Known for his charismatic personality and affable nature, Hari Raoji Chiplunkar struck a friendship with the Duke of Connaught for whom he hosted a reception and banquet in 1888. Chiplunkar built the Connaught House in what is known today as Sadhu Vaswani Chowk, where the Duke and Duchess of Connaught were given a red carpet reception. It was at this banquet, on 2 March 1888 where among the royal guests, dignitaries, industrialists and preeminent families from Bombay and Poona, Mahatma Phule chose to appear as a poor farmer wearing only a short dhoti, an old shirt, and worn out shoes.
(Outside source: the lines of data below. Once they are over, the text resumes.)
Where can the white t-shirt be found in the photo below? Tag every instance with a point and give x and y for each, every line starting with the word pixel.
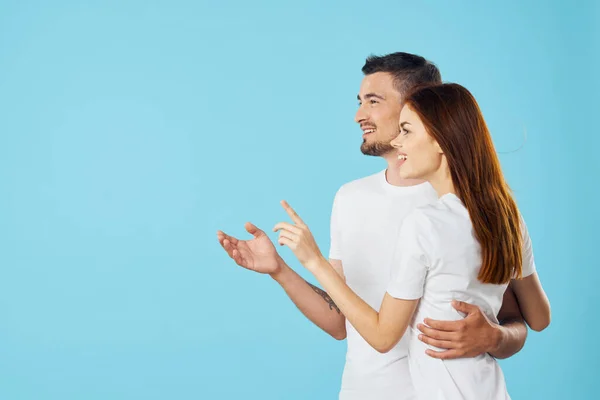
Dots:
pixel 438 260
pixel 366 218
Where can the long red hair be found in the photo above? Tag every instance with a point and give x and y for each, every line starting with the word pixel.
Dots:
pixel 453 118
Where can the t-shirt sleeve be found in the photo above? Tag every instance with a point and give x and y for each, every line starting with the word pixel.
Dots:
pixel 411 261
pixel 335 246
pixel 528 267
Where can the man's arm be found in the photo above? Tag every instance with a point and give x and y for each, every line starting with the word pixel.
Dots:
pixel 312 301
pixel 476 334
pixel 512 329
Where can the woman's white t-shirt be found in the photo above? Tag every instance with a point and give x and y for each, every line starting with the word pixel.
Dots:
pixel 438 260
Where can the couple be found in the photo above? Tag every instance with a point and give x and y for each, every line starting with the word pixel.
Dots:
pixel 430 271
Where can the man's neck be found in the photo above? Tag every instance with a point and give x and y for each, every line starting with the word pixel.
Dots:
pixel 392 174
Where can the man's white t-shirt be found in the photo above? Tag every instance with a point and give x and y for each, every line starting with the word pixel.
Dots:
pixel 438 259
pixel 365 223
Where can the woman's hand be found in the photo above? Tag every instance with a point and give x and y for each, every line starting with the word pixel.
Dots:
pixel 299 239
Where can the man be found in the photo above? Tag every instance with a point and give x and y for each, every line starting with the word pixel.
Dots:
pixel 366 216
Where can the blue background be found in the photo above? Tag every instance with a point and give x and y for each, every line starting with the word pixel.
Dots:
pixel 131 131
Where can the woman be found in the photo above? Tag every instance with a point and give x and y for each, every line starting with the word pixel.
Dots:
pixel 468 246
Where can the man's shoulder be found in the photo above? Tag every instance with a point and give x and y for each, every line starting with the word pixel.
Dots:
pixel 360 185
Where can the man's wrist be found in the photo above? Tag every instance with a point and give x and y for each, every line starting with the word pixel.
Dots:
pixel 283 268
pixel 316 263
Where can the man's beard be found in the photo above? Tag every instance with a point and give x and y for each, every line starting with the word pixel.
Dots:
pixel 376 149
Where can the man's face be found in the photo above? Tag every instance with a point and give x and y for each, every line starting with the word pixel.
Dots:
pixel 378 113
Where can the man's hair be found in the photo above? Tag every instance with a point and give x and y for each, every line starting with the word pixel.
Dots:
pixel 409 70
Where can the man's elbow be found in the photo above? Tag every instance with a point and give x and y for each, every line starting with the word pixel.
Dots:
pixel 338 332
pixel 541 323
pixel 339 335
pixel 383 346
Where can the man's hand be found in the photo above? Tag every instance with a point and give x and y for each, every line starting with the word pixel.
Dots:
pixel 298 238
pixel 258 254
pixel 469 337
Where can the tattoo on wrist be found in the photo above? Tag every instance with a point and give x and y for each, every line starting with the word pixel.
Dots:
pixel 325 297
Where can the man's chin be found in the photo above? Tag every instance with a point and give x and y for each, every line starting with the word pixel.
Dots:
pixel 375 149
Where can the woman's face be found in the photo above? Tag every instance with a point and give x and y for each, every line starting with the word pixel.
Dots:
pixel 419 155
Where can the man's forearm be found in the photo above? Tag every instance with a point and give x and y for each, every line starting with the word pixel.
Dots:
pixel 511 338
pixel 312 301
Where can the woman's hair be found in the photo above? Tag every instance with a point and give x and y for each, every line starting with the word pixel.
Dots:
pixel 453 118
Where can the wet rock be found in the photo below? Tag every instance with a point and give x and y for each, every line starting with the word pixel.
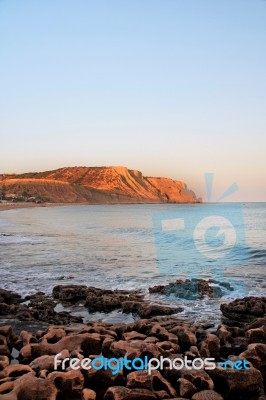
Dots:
pixel 233 383
pixel 154 381
pixel 71 293
pixel 186 388
pixel 207 395
pixel 70 382
pixel 134 349
pixel 28 387
pixel 199 378
pixel 46 362
pixel 257 335
pixel 100 379
pixel 9 297
pixel 189 289
pixel 133 335
pixel 14 371
pixel 186 337
pixel 89 343
pixel 210 347
pixel 88 394
pixel 256 354
pixel 4 362
pixel 146 309
pixel 122 393
pixel 245 310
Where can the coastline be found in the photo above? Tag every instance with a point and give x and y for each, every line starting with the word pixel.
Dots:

He proceeded to make a stirring speech on the destitution of the untouchables and lower classes, encouraged the Duke to visit the villages of India and witness the conditions shared by nearly nineteen crore Indians living in abject poverty. He also asked the Duke convey to Queen Victoria his message about emancipating the masses through education.

Social reformer Savitribai Phule was present at Hari Raoji Chiplunkar's funeral in 1896. In 1991, the City of Pune named the Hari Raoji Chowk commemorating Chiplunkar in Somwar Peth.